9. LICENSEE WARRANTIES, RIGHTS, REPRESENTATIONS,RESTRICTIONS, AND OBLIGATIONS.
- Subject to these Terms of Use, Licensee will be granted a limited, non-exclusive, revocable, non-transferable, and non-sub licensable right to access that portion of Our Service applicable to Your License type. By agreeing to grant such access, the Company does not obligate itself to maintain the Website, or to maintain it in its present form.
- Licensee agrees to abide by any rules or regulations that the Company publishes with respect to conduct of Licensees which rules and regulations are hereby incorporated into these Terms of Use by this reference. The Company reserves the right to deny a Licensee access to Our Service if, in the Company’s sole discretion, the Licensee has failed to abide by these Terms of Use or appears likely to do so.
- Licensee accepts that the Company in its sole discretion may, but has no obligation to, monitor the Services or any portion thereof, and/or to oversee compliance with these Terms of Use.
- Licensee promises, acknowledges, and agrees on behalf of itself and any other Licensees added to their License (“Authorized End Users”) that:
- Access privileges may not be transferred to any third-parties;
- It will not access, store, distribute or transmit any Viruses;
- It will comply with all applicable laws and regulations with respect to use of the Services;
- It will not rent, lease, sublicense, re-sell, distribute, transfer, copy or modify the Services or any component thereof;
- It will not translate, decompile, or create or attempt to create, by reverse engineering or otherwise, the source code from the object code made available hereunder;
- It will not reproduce, distribute, modify, create derivative works of, publicly display, publicly perform, republish, download, store or transmit the Services or any portion thereof;
- It will not delete or alter any copyright, trademark or other proprietary rights notices from copies of materials from the Website or contained in the Services;
- It is solely responsible for acquiring, installing, operating and maintaining the hardware and software environment, network connections, and telecommunication links, necessary to access and use the Services;
- It will not use the Services in any manner, or in connection with any content, data, hardware, software or other materials that infringes upon or violates any patent, copyright, trade secret, trademark, or other intellectual property right of any third party, or that constitutes a defamation, libel, invasion of privacy, or violation of any right of publicity or other third party right, or that is threatening, harassing or malicious.
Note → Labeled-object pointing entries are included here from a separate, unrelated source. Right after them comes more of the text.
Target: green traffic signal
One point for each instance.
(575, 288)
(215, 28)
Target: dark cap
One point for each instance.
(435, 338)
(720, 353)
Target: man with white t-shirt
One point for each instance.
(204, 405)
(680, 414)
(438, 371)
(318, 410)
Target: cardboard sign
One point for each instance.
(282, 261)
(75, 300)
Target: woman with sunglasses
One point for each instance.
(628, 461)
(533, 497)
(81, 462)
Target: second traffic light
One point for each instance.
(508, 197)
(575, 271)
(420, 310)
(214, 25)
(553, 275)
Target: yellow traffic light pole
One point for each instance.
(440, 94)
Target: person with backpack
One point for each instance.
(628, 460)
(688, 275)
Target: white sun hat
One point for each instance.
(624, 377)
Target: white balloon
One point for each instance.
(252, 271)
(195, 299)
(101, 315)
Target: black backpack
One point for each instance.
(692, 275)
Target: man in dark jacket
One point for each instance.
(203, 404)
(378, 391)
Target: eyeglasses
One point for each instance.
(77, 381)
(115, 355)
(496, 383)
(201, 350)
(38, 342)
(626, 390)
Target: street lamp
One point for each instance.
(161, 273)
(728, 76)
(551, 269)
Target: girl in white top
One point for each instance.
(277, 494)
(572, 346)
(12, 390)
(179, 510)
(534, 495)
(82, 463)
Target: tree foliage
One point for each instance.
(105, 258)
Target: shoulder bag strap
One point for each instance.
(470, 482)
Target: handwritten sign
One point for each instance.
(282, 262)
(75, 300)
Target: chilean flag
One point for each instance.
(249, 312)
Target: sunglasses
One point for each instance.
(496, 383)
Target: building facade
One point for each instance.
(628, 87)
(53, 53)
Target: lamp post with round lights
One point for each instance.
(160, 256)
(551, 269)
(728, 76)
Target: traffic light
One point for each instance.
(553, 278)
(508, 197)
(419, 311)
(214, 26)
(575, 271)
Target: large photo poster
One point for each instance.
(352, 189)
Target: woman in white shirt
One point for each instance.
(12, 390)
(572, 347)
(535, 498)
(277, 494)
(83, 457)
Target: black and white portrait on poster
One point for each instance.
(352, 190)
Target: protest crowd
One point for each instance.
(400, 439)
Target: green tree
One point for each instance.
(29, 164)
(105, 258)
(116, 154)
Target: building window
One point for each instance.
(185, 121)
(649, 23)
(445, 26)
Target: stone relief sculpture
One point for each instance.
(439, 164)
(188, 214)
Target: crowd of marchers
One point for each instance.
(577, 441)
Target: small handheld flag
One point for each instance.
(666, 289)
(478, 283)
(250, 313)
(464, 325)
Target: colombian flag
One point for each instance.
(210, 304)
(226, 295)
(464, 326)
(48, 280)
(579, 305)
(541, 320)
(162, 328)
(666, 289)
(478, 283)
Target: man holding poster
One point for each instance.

10. AVAILABILITY OF WEBSITE
Licensee recognizes that the traffic of data through the Internet may cause delays during the download of information from the Website and accordingly, it shall not hold the Company liable for delays that are ordinary in the course of Internet use. Licensee further acknowledges and accepts that the Website will not be available on a continual twenty-four-hour basis due to such delays, or delays caused by the Company’s upgrading, modification, or standard maintenance of the Website.
11. LIMITED WARRANTY
- Limited Warranty. Ed Tech Services T/A Upskillist warrants, for Customer’s benefit only, that it will provide the Online Courses in substantial accordance with the Specifications, including any descriptions set forth on the applicable Order Form. Ed Tech Services T/A Upskillist’s sole liability (and Customer’s sole and exclusive remedy) for any breach of this warranty shall be, at no charge to Customer, for Ed Tech Services T/A Upskillist to use commercially reasonable efforts to correct the reported non-conformity, or if Ed Tech Services T/A Upskillist determines such remedy to be impracticable, either party may terminate the applicable License and Customer shall receive as its sole remedy a refund of any fees Customer has pre-paid for use of such License for the terminated portion of the applicable License. The limited warranty set forth in this Section 7.1 shall not apply: (i) unless Customer makes a claim within thirty (30) days of the date on which Customer first noticed the non-conformity, or (ii) to access to Online Courses provided on a no-charge or evaluation basis.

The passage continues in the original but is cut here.